Mercados globalizados exigem cada vez mais itens
certificados e produzidos com sustentabilidade.
Confira as principais alterações
aprovadas pela Câmara dos Deputados:
1. Produtores que degradaram ou
desmataram áreas de preservação
permanente (topos de morro, encostas e beiras de
rio, por exemplo) até 22 de julho de 2008
não precisarão recuperá-las
e ficam isentas de multas, com condições.
2. Desmatamentos em áreas de nascentes, mangues,
várzeas, veredas, dunas e restingas também
poderão ser autorizados.
3. Produtores com imóveis de até quatro
módulos fiscais, que podem somar até
400 hectares, ficam dispensados de restaurar a reserva
legal desmatada ilegalmente.
4. Plantações de café, maçã,
uva e fumo já existentes podem ser mantidos
em topos de morro e encostas com inclinação
acima de 25 graus.
5. Desmatadores ficam desobrigados a restaurar na
integridade áreas de mata ciliar, devendo
recuperar apenas a metade da faixa.

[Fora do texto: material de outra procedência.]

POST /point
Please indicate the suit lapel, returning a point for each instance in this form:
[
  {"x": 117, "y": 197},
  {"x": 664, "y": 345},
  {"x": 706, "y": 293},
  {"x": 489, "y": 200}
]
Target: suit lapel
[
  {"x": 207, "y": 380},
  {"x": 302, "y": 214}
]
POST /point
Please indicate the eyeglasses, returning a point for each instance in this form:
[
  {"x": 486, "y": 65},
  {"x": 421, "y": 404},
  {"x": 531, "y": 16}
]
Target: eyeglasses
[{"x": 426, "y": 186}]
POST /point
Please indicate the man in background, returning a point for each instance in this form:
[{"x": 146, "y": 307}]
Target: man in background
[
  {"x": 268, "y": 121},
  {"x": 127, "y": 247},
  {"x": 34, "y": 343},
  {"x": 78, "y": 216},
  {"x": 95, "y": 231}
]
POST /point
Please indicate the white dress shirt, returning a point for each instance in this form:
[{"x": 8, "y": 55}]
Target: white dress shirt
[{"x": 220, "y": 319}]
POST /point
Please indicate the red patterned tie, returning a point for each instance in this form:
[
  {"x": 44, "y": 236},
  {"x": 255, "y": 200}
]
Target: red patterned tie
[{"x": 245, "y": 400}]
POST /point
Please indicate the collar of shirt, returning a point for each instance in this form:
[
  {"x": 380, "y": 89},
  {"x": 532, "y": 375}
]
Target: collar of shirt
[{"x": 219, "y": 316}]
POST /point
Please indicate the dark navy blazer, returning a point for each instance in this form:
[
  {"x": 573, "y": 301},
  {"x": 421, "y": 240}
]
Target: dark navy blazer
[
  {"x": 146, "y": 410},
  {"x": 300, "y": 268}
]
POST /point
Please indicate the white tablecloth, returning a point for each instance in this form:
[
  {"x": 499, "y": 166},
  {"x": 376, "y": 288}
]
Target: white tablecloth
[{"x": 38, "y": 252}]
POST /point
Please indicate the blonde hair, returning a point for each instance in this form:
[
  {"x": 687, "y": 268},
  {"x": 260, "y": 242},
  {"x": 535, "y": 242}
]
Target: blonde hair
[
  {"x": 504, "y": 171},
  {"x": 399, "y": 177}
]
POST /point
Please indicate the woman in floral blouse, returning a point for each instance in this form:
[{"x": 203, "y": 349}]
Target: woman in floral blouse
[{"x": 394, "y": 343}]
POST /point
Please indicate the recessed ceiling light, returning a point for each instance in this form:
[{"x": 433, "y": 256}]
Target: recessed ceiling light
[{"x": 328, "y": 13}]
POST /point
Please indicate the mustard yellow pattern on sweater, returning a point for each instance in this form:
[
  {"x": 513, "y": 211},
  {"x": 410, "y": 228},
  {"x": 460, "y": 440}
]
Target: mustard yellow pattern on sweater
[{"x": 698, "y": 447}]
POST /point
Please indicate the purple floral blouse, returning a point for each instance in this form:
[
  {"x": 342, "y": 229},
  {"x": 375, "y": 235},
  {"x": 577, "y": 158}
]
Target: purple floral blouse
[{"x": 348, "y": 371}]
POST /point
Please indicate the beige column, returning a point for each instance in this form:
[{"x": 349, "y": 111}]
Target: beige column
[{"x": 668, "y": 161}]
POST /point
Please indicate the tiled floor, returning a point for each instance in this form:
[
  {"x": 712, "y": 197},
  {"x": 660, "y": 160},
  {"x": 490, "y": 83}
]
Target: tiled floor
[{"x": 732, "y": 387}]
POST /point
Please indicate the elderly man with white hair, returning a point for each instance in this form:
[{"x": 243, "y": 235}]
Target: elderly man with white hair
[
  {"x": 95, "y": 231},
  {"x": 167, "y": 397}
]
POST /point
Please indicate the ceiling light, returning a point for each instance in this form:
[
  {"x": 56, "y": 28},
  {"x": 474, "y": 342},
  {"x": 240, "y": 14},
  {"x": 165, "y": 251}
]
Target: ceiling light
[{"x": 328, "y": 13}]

Na prática,
trata-se da eliminação das áreas
de preservação permanente às
margens dos rios e ao redor de nascentes.
6. Ficam canceladas as multas por crimes ambientais
para os produtores que se alistarem no programa
de regularização ambiental dos estados
e do Distrito Federal, e os prazos para eles regularizarem
sua situação podem ser prorrogados
pelos governadores.
7. Desmatadores que derrubaram mais que o permitido
na Amazônia ficam dispensados de recuperar
toda a área desmatada ilegalmente, bastando
reflorestar apenas para atingir 50% da propriedade.
+ Mais
Ex-ministros do meio ambiente
pedem NÃO ao texto de Aldo Rebelo
23 Maio 2011 - Por Bruno Taitson
- O público presente no plenário 8
da Câmara dos Deputados assistiu a um momento
histórico nesta segunda-feira (23/05). Dez
ex-ministros do Meio Ambiente, que foram titulares
da pasta entre 1973 e 2010, manifestaram extrema
preocupação diante da possibilidade
de se aprovar o substitutivo apresentado pelo deputado
Aldo Rebelo (PCdoB-SP), que poderá ser votado
na Câmara esta semana. “A aprovação
seria um suicídio adiado em nome de ganhos
de curto prazo. Não se pode votar de maneira
açodada algo com implicações
tão graves para o futuro do Brasil”, afirmou
Rubens Ricúpero, ministro do Meio Ambiente
no governo Itamar Franco no período 1993-1994.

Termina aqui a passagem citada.